An hour into a discussion about "renewal" in the Catholic Church -- centered on a book by that name by Anne Hendershott and Christopher White -- this was the last question asked from the audience. The female audience member then repeated a line from Pope Francis' impromptu plane-ride press conference last summer: "Who am I to judge?' His Holiness was pointing to the fact that only God can know the innermost workings of the human heart.
Another audience member wanted to bypass her question, saying, "That wasn't a question, that was an insult." But it might just have been the most important question of the night.
The event was open-door and was decently advertised. And yet, somehow during the course of the discussion, which frequently dealt with joy and love, at least one person in the audience saw nothing but a door being closed.
I immediately thought of my friend Austen Ivereigh, who was the first to remind me what we all know when we stop to think about it: As television viewers, as radio listeners, as readers, we tend to discount factual points or well-reasoned arguments in favor of gut feelings.
When we hear the word "civil" in the context of communications, we do ourselves a disservice and get off easy if we think it simply means being "nice." It's got to be about seeing the people in your audience -- most of whom you'll never personally meet -- as people, as children of our Creator, as brothers and sisters. That means there's got to be love, even in the face of extreme disagreement.
I travel a decent amount and am forever popping into Catholic churches. And I rarely find an empty one anymore. There are always people hiding in the back, right up in the front, on their knees, giving thanks, lighting a candle, praying for help, seeking peace. People are feeling welcome. Come on in, because there is love, support, forgiveness and hope inside.
Earlier this month, Pope Francis met with the leaders of the University of Notre Dame. There's a whole lot more to Our Lady's school than the Fighting Irish, and the pope's focus was there. He talked about the history of the school, its mission and the "essential" need for the "uncompromising witness of Catholic universities to the Church's moral teaching and the defense of her freedom." He continued: "It is my hope that the University of Notre Dame will continue to offer unambiguous testimony to this aspect of its foundational Catholic identity, especially in the face of efforts, from whatever quarter, to dilute that indispensable witness."
Being civil absolutely does not mean diluting the Gospel or Church teaching. Pope Francis is walking Catholics through an examination of conscience. Are we authentically living lives of Christian witness, knowing God, loving God and reaching out to him in his people, in the most forgotten and weakest among us?

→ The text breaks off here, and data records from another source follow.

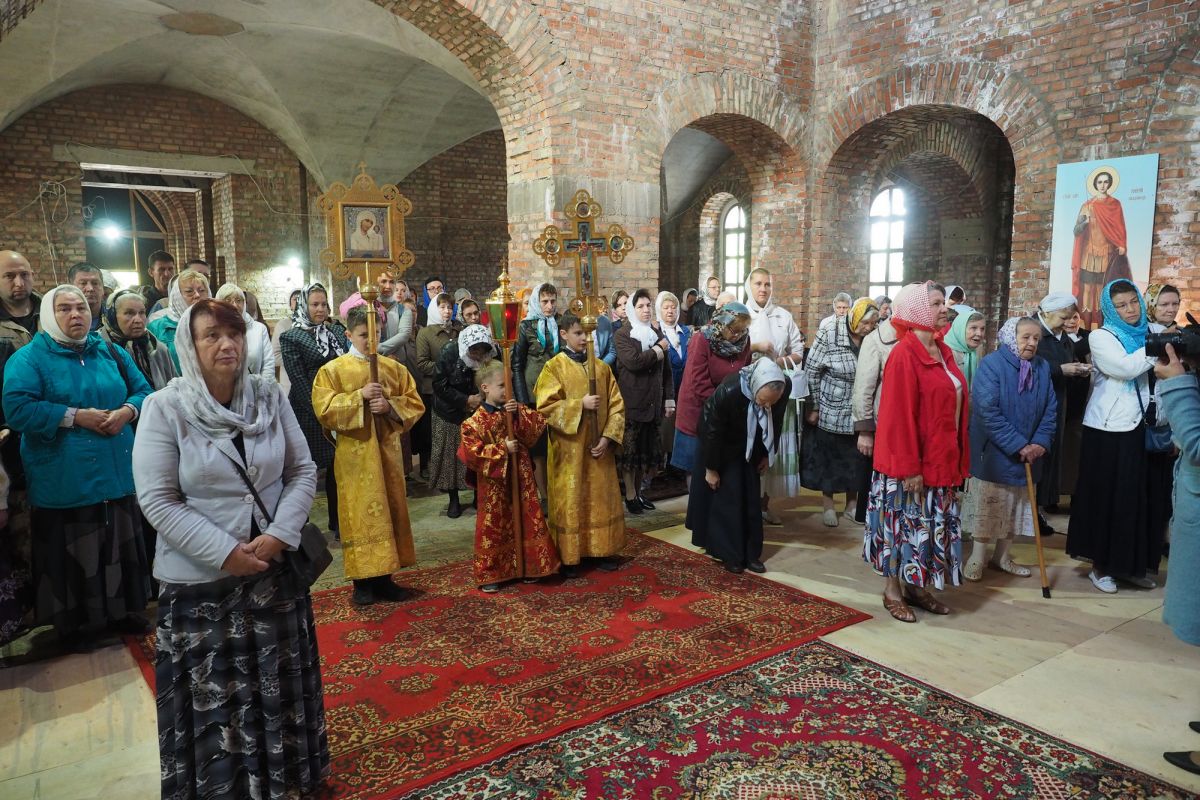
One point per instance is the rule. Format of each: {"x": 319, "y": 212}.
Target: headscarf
{"x": 957, "y": 340}
{"x": 1132, "y": 337}
{"x": 255, "y": 398}
{"x": 754, "y": 377}
{"x": 671, "y": 331}
{"x": 327, "y": 342}
{"x": 1007, "y": 337}
{"x": 639, "y": 330}
{"x": 545, "y": 326}
{"x": 471, "y": 336}
{"x": 911, "y": 308}
{"x": 715, "y": 330}
{"x": 139, "y": 349}
{"x": 859, "y": 310}
{"x": 51, "y": 324}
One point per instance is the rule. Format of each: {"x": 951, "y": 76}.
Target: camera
{"x": 1186, "y": 341}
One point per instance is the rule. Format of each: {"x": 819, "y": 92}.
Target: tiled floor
{"x": 1099, "y": 671}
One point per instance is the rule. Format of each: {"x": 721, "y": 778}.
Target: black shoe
{"x": 1183, "y": 761}
{"x": 364, "y": 594}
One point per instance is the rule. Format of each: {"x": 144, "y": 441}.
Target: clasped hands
{"x": 107, "y": 423}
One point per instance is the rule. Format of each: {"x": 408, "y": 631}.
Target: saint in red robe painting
{"x": 484, "y": 451}
{"x": 1099, "y": 251}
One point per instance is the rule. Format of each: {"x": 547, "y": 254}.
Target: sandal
{"x": 925, "y": 600}
{"x": 1011, "y": 567}
{"x": 899, "y": 609}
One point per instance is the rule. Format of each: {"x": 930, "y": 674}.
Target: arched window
{"x": 887, "y": 242}
{"x": 733, "y": 250}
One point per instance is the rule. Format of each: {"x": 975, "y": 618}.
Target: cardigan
{"x": 917, "y": 432}
{"x": 702, "y": 374}
{"x": 1005, "y": 420}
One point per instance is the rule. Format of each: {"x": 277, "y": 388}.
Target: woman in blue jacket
{"x": 1013, "y": 419}
{"x": 73, "y": 397}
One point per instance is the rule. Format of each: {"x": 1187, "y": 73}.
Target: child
{"x": 537, "y": 344}
{"x": 586, "y": 515}
{"x": 485, "y": 449}
{"x": 377, "y": 539}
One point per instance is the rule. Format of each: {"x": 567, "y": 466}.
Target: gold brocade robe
{"x": 496, "y": 546}
{"x": 587, "y": 517}
{"x": 372, "y": 510}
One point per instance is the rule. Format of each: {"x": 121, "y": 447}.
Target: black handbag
{"x": 312, "y": 558}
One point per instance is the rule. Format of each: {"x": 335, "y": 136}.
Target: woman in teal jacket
{"x": 73, "y": 396}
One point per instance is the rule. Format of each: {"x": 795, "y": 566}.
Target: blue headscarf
{"x": 1133, "y": 337}
{"x": 545, "y": 326}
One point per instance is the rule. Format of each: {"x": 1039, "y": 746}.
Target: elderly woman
{"x": 1181, "y": 608}
{"x": 965, "y": 337}
{"x": 1109, "y": 506}
{"x": 72, "y": 397}
{"x": 187, "y": 287}
{"x": 125, "y": 325}
{"x": 259, "y": 353}
{"x": 774, "y": 335}
{"x": 648, "y": 388}
{"x": 739, "y": 432}
{"x": 1013, "y": 419}
{"x": 831, "y": 457}
{"x": 313, "y": 341}
{"x": 720, "y": 350}
{"x": 455, "y": 398}
{"x": 238, "y": 675}
{"x": 922, "y": 456}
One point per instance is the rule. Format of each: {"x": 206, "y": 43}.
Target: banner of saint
{"x": 1101, "y": 244}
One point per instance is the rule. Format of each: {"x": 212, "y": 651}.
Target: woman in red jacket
{"x": 921, "y": 459}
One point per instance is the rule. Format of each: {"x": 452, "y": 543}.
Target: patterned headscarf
{"x": 327, "y": 342}
{"x": 471, "y": 336}
{"x": 717, "y": 326}
{"x": 1007, "y": 337}
{"x": 545, "y": 326}
{"x": 1132, "y": 337}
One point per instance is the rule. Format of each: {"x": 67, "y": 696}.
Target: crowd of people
{"x": 166, "y": 432}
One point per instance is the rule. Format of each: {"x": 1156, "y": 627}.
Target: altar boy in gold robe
{"x": 372, "y": 512}
{"x": 486, "y": 450}
{"x": 587, "y": 516}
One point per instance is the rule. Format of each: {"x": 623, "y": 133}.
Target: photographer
{"x": 1181, "y": 403}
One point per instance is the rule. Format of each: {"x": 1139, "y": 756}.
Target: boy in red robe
{"x": 486, "y": 450}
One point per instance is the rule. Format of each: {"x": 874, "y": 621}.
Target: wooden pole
{"x": 514, "y": 467}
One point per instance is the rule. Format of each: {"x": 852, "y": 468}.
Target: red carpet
{"x": 421, "y": 690}
{"x": 815, "y": 722}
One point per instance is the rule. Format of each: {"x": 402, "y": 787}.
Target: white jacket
{"x": 1113, "y": 403}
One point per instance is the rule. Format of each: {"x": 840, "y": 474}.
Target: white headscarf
{"x": 671, "y": 331}
{"x": 255, "y": 398}
{"x": 471, "y": 336}
{"x": 51, "y": 324}
{"x": 637, "y": 329}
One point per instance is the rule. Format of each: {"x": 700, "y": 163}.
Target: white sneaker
{"x": 1105, "y": 584}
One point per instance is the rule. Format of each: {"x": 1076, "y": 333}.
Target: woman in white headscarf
{"x": 238, "y": 675}
{"x": 73, "y": 396}
{"x": 259, "y": 353}
{"x": 739, "y": 429}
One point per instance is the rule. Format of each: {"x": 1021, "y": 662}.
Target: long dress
{"x": 372, "y": 513}
{"x": 587, "y": 517}
{"x": 483, "y": 450}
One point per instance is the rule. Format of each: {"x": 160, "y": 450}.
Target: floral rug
{"x": 814, "y": 722}
{"x": 454, "y": 678}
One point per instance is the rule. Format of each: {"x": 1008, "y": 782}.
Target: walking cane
{"x": 1037, "y": 530}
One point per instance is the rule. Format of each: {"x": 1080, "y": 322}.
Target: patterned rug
{"x": 813, "y": 723}
{"x": 421, "y": 690}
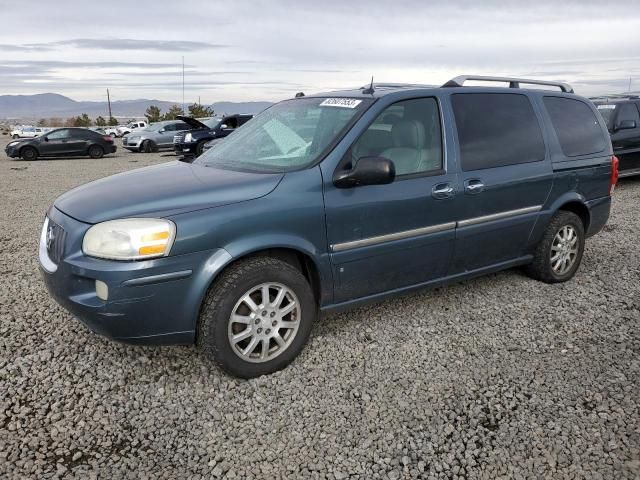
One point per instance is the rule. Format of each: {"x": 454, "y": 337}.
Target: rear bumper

Pope Francis opens doors to a faith that offers attractive, compelling answers to questions deep in the hearts of men and women. There's a common good here: Knowing we're made for something more and that we have responsibilities toward one another and our freedoms; this makes us leaders in the renewal of our lives, families, communities, institutions, country and culture.
The cover story is the first pope from the Americas who is capturing the attention of the world with his embrace of the sick, the wounded, the lost and forgotten. The inside story is that he offers a hardened world proposals about a kind of life that upholds human dignity and well-being. And people, even the cynical media, are listening.
The pivotal moments in Christian history have everything to do with "yes." Leading with this -- in service, sacrifice, and communications -- benefits everyone. Many are cheering on Pope Francis with a "Yes!" The story isn't this one man, but the source of his joy and its meaning for our lives.